Die Magdeburger Volksstimme bat am vergangenen Mittwoch bei der Bundesbehörde um eine Erklärung und erhielt Rückmeldung. »Wie sich gezeigt hat, steht die Wahlbeteiligung in einem statistisch signifikanten Zusammenhang zu der Höhe der sich auf Ebene der Kreise ergebenden Über- und Unterdeckungen.« Die Auswahl des Kriteriums sei Ergebnis eines komplexen Prozesses und leite sich aus Empfehlungen des Wissenschaftlichen Beirats ab, der das BAS berät. Allerdings gibt es gleichlautende Aussagen seitens des SPD-geführten Sozialministeriums und der FDP-Fraktion im Landtag, wonach das Gremium wegen rechtlicher Bedenken schon frühzeitig davon abgeraten habe, den Faktor bei der Mittelzuweisung hinzuzuziehen. Kritik kommt auch von den Konservativen, die mit Reiner Haseloff den Regierungschef stellen. Weil vor allem freiwillige Leistungen wie Zahnreinigung oder Rückenschulkurse demnächst auf der Kippe stehen könnten, drohten höhere Beiträge oder Kürzungen beim Angebot, warnte der CDU-Abgeordete Tobias Krull. Das Vorhaben sei »mehr als unverständlich«.

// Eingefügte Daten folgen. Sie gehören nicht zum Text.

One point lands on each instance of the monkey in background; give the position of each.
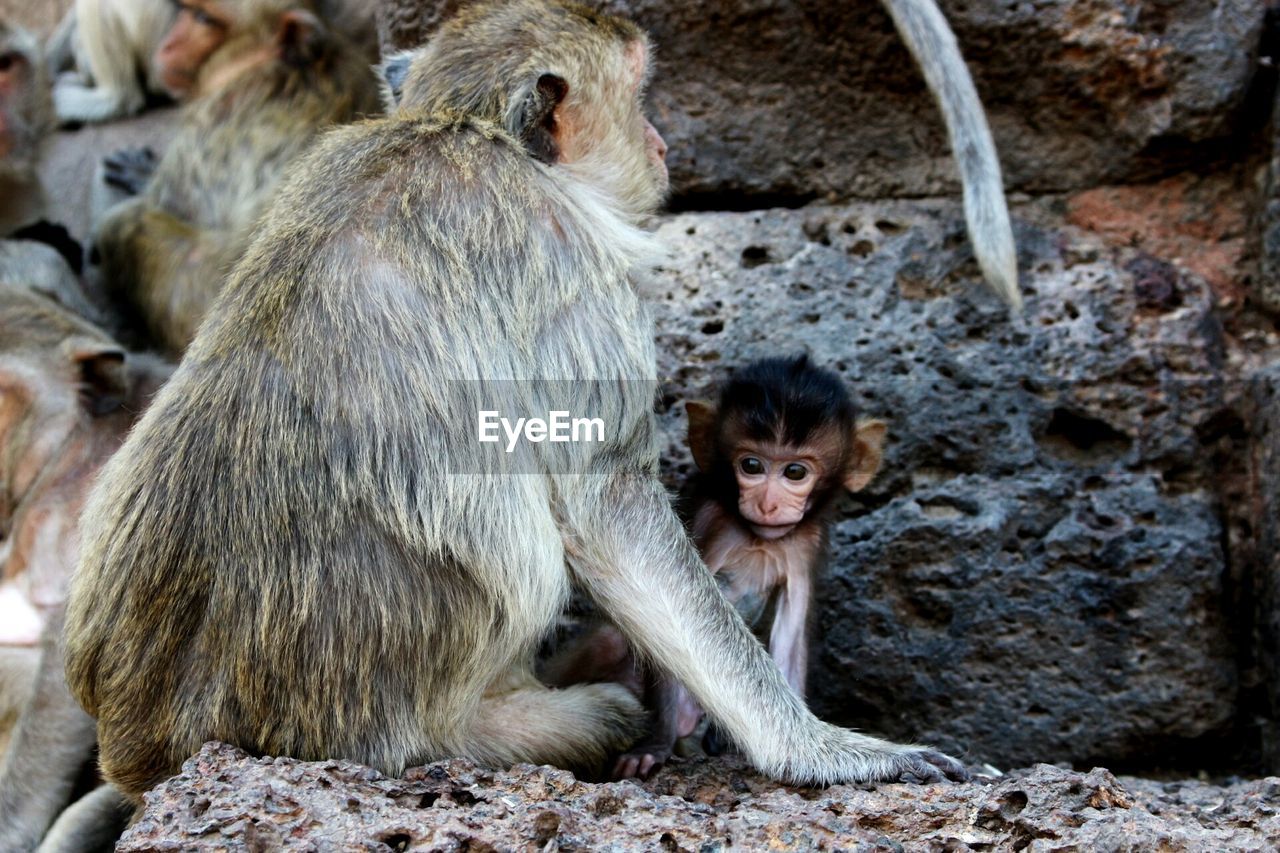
(105, 53)
(773, 455)
(263, 80)
(101, 46)
(26, 122)
(68, 396)
(928, 36)
(333, 583)
(932, 44)
(33, 252)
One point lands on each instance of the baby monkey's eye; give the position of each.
(795, 471)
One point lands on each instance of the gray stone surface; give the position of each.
(224, 801)
(798, 99)
(1037, 574)
(1262, 601)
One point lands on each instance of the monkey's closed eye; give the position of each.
(795, 471)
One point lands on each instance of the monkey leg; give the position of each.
(51, 743)
(577, 726)
(668, 605)
(94, 822)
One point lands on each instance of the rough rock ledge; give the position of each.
(228, 801)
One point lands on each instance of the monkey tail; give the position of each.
(929, 39)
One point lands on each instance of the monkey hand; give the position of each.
(129, 169)
(845, 756)
(643, 761)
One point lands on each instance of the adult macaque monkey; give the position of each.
(300, 548)
(68, 395)
(105, 49)
(26, 121)
(773, 455)
(32, 252)
(263, 78)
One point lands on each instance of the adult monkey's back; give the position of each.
(296, 550)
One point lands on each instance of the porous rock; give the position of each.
(1037, 573)
(803, 99)
(227, 801)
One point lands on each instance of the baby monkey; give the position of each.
(773, 455)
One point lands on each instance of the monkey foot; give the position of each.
(640, 763)
(129, 169)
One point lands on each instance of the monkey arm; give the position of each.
(664, 697)
(667, 603)
(789, 643)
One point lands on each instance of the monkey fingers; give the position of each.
(641, 762)
(129, 169)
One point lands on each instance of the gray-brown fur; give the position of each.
(167, 252)
(27, 113)
(69, 396)
(288, 552)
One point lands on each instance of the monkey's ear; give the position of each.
(393, 71)
(300, 36)
(868, 442)
(702, 432)
(535, 122)
(104, 381)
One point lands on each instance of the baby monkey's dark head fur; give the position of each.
(781, 442)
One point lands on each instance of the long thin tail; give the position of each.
(929, 39)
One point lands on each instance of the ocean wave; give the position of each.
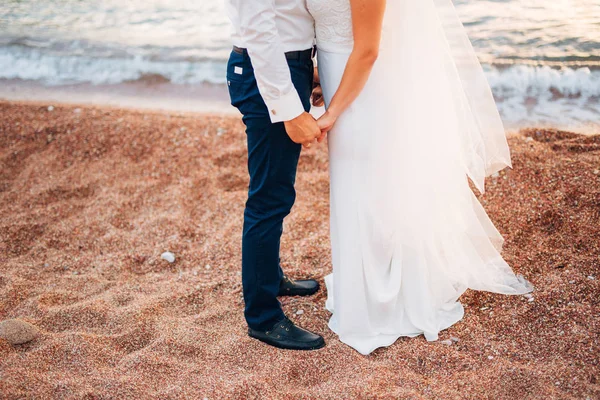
(57, 68)
(525, 94)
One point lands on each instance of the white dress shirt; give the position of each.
(269, 29)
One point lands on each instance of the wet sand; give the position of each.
(91, 196)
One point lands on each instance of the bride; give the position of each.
(409, 117)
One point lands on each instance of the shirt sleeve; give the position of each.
(258, 31)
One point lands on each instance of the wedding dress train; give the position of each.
(408, 236)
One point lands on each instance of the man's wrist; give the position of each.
(285, 108)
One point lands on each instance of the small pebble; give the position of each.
(168, 256)
(17, 331)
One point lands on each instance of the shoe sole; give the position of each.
(300, 293)
(292, 347)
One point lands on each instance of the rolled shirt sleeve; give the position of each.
(258, 31)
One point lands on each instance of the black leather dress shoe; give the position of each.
(286, 335)
(291, 287)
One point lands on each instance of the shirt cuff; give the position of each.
(286, 107)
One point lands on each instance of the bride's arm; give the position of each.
(367, 21)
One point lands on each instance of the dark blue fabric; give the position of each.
(272, 163)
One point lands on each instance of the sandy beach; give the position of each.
(91, 196)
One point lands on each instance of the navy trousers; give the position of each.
(272, 164)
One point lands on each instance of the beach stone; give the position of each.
(16, 331)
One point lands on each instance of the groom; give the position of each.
(270, 79)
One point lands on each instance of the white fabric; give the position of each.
(408, 234)
(269, 29)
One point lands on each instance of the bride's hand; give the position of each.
(326, 123)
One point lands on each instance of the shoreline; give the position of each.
(139, 95)
(154, 94)
(90, 197)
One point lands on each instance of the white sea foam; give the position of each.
(526, 95)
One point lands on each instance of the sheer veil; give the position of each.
(435, 26)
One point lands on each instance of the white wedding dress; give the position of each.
(408, 236)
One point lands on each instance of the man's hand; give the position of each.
(325, 124)
(317, 94)
(303, 129)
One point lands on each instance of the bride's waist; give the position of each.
(335, 47)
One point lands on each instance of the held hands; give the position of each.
(303, 129)
(317, 95)
(326, 123)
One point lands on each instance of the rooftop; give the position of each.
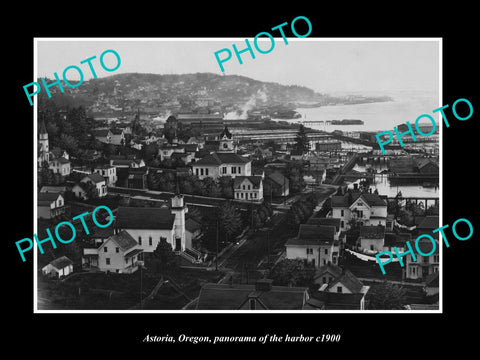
(235, 297)
(144, 218)
(372, 232)
(349, 198)
(325, 221)
(61, 262)
(313, 235)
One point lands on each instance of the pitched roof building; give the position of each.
(261, 296)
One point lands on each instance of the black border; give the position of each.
(369, 331)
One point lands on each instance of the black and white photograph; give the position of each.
(257, 188)
(211, 179)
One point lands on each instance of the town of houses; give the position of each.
(335, 244)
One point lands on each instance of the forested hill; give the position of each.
(156, 90)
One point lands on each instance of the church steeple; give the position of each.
(43, 150)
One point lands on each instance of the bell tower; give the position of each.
(43, 150)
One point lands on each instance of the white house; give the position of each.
(108, 172)
(329, 222)
(98, 181)
(339, 289)
(61, 266)
(50, 205)
(248, 188)
(148, 225)
(372, 237)
(60, 166)
(367, 209)
(193, 230)
(424, 265)
(118, 253)
(315, 244)
(224, 162)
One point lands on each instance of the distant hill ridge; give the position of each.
(225, 89)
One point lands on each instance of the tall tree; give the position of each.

In dem ostdeutschen Bundesland ist der Unmut deshalb so groß, weil sich dessen Einwohner vor drei Jahren mit einer Beteiligung mit nur 67,9 Prozent bei bundesweit 76,4 Prozent ziemlich wahlmüde gezeigt hatten. Sie wären damit die großen Verlierer bei der Vergabe der Mittel aus dem Gesundheitsfonds auf Basis des sogenannten Risikostrukturausgleichs (RSA). Dabei soll der RSA eigentlich verhindern, dass Krankenkassen wegen ihrer ungünstigen Versichertenstruktur – vermehrt Menschen in höheren Alter und mit Vorerkrankungen – finanziell benachteiligt werden. 2021 wurde das Regelwerk reformiert, mit der Folge, dass seither auch Merkmale ohne direkten Gesundheitsbezug Berücksichtigung finden, darunter etwa Sterbekosten oder die Zahl kleiner und mittlerer Unternehmen. Der Punkt Wahlbeteiligung steht nun in einem Konzeptpapier des BAS, das am 30. September beschlossen werden soll.
»Man kann nur noch staunend den Kopf schütteln bei den skurrilen Ideen, die der Gesundheitspolitik einfallen, um die absurden Auswüchse des Wettbewerbs unter den Krankenkassen einzudämmen«, äußerte sich am Montag Kathrin Vogler, gesundheitspolitische Sprecherin der Bundestagsgruppe Die Linke. Es verhalte sich genau andersherum: »Von Armut betroffene Menschen gehen seltener wählen, sind aber öfter und schwerer krank«, sagte sie junge Welt. »Wir brauchen einen grundlegenden Wandel weg von einem profitorientierten Gesundheitssystem«, bekräftigte Vogler, »und ganz sicher haben politische Vorgaben im RSH absolut nichts zu suchen«. Tatsächlich wird der Vorgang auf rechtspopulistischen Kanälen schon als Bestrafung für nicht genehmes staatsbürgerliches Verhalten verhandelt.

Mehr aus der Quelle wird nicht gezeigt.